How To Succeed Professionally When All Jobs Are Temporary
By Heather Huhman
In today's world, everyone is a temporary worker.
Even if you're an executive at a well-established company, your job could be temporary. Working for yourself? There's no telling how long your business might last.
Particularly in a down economy and a tight job market, it's important to keep this in mind. Companies downsize. People get fired or laid off. The market changes. And while you might find another job in your field, your career is likely less stable than the careers your grandparents had years ago.
You may be tempted to get comfortable in your job because it doesn't seem threatened at the moment. But as recent news goes to show, the multitude of jobs that seemed like they would be around forever are disappearing. Several cases in point: Bank of America laying off 30,000 workers, Borders bookstore closing, and even the U.S. Postal Service closing offices across the country.
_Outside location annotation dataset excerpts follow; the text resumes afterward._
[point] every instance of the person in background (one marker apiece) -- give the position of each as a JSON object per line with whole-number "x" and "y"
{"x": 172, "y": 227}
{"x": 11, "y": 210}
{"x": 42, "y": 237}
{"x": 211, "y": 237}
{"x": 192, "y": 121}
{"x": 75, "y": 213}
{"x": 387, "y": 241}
How can you prepare for these inevitable changes in your career? Here are a few ways to safeguard your income:
Create a strong personal brand. Although your current job andportfol career play a part in your professional brand, your personal brand is something that stays with you throughout your entire career, no matter where you end up working. Get active online, share and create relevant content, and give people a reason to remember – and hire – you.
Continually build upon your skills and education. Stay on top of news and trends within your industry. If your company won't pay for professional development, figure out other ways to make it a priority. Learn new skills by attending webinars, conferences and training sessions, and gain skills that will help you regardless of whether you decide to move up in your current career or transition into a related field.
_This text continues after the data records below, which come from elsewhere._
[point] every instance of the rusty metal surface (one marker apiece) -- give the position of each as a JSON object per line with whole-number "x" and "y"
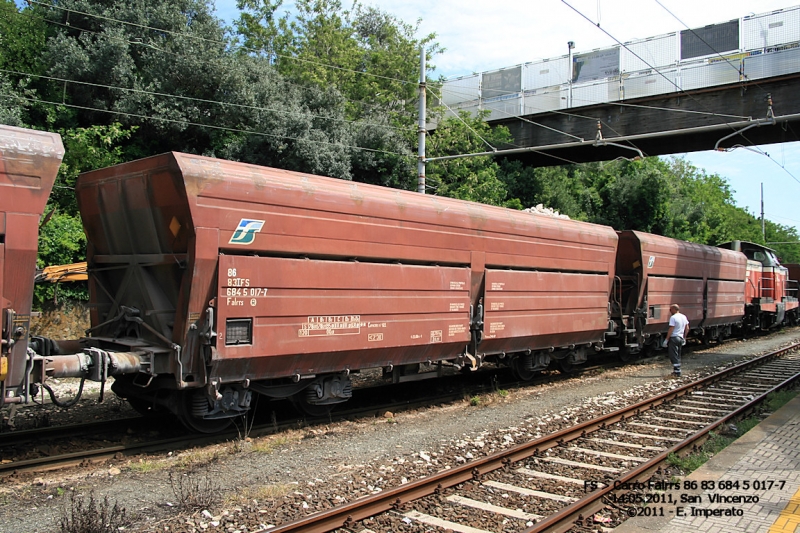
{"x": 541, "y": 309}
{"x": 708, "y": 282}
{"x": 319, "y": 313}
{"x": 725, "y": 302}
{"x": 663, "y": 292}
{"x": 29, "y": 162}
{"x": 158, "y": 226}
Build a professional portfolio. Keep track of your accomplishments, work pieces, recommendations and referrals in one place. Consider securing your own domain name (www.firstnamelastname.com) to house your professional portfolio. That way, when it comes time for a new job search, you'll have everything you need all in one place.
Have a back-up career. When I was laid off from my job in public relations a few years ago, I realized the importance of starting my own side business to ensure I always had a job. Now, my back-up career is my full-time one. You never know how things will pan out, and you can no longer count on a company to keep you employed. So think outside the box about how you can grow your own side gig that can serve as a back-up plan. Thanks to the Internet and social networking, it's easier to start your own business than ever before.
Maintain your professional network. Networking is still one of the top ways to land a new job. By keeping in contact with your professional connections, you're more likely to learn about new job opportunities, gain referrals and make additional connections. And if you do lose your job, you'll have a network to turn to for help.
What steps have you taken to set yourself up for success even if your current job disappears?